The City of Grand Rapids and the civic-minded Frey Foundation initiated this project as part of an overall effort to revitalize downtown. They selected artist Maya Lin to create a signature artwork. As her concept expanded from a simple focal object to encompass both the corner and a derelict plaza, she chose Quennell Rothschild & Partners to collaborate on a comprehensive design for the three-acre area. The firm worked closely with Ms. Lin throughout to ensure her unique sensibility was integrated in every aspect.
The Rosa Parks Circle emerged as a radical, surprising counterpoint to the adjacent, primarily paved public space: green, subtle, sequential and unpredictable. It provides an experience as opposed to presenting a fixed design. Because of the site’s proximity to the Grand River, water is featured throughout. The elements within the park – the skating rink, the bubbling water fountain, the mist fountain, and the wave-like earthen mounds – capture water in each of its three states: solid, liquid and vapor.

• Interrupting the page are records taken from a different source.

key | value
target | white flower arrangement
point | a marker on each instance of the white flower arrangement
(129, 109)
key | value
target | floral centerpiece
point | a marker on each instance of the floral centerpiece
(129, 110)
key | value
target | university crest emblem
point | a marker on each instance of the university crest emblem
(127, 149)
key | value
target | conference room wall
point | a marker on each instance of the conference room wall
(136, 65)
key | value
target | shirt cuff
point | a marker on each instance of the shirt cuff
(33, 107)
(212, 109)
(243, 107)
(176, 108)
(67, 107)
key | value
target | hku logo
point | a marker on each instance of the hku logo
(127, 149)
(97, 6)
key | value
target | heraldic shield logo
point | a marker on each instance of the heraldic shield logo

The amphitheater/skating rink at the heart of the park is surrounded by terraced seating arranged in concentric rings, reminiscent of ripples caused by a drop of water on a still pool. From November through March, it’s a skating rink lit by 165 fiber-optic lights, which are embedded in its surface and laid out in a pattern representing the constellation of stars over Grand Rapids on January 1, 2000 — the new millennium and the day construction began.

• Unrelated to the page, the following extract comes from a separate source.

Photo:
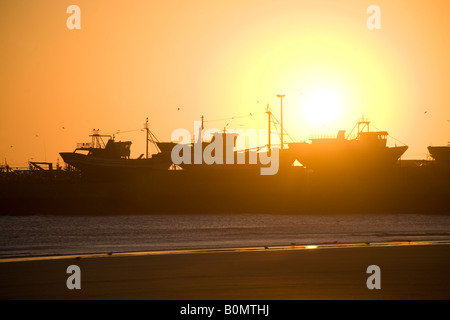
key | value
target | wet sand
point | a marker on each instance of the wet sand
(407, 272)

The project has dramatically transformed the city’s urban core, drawing year-round crowds at lunch hour, in the evening, and on weekends. Situated at the historic focal point of the city, Rosa Parks Circle provides a civic gathering place for concerts, a farmers’ market, polka dancing and many other community activities — even an annual city-wide pillow fight. As a winter destination, the plaza hosted 23,000 skaters in the first year, and the numbers have grown steadily.
Because of its greener surfaces and the presence of water, the project has dramatically changed the real and perceived microclimate of the site, combating the urban heat island effect. Native plant species were selected to reflect the natural plant community of the Grand River basin, and materials for the landscape were locally-sourced and fabricated. Both gravel and unit paving were selected to allow for easy repair and resetting over time, rather than necessitating complete replacement. The plaza functions as part of an efficient community steam infrastructure system. Refrigeration for the ice skating rink functions in a balanced system with a snow melt system making the entire streetscape surrounding the plaza safe and habitable in the winter.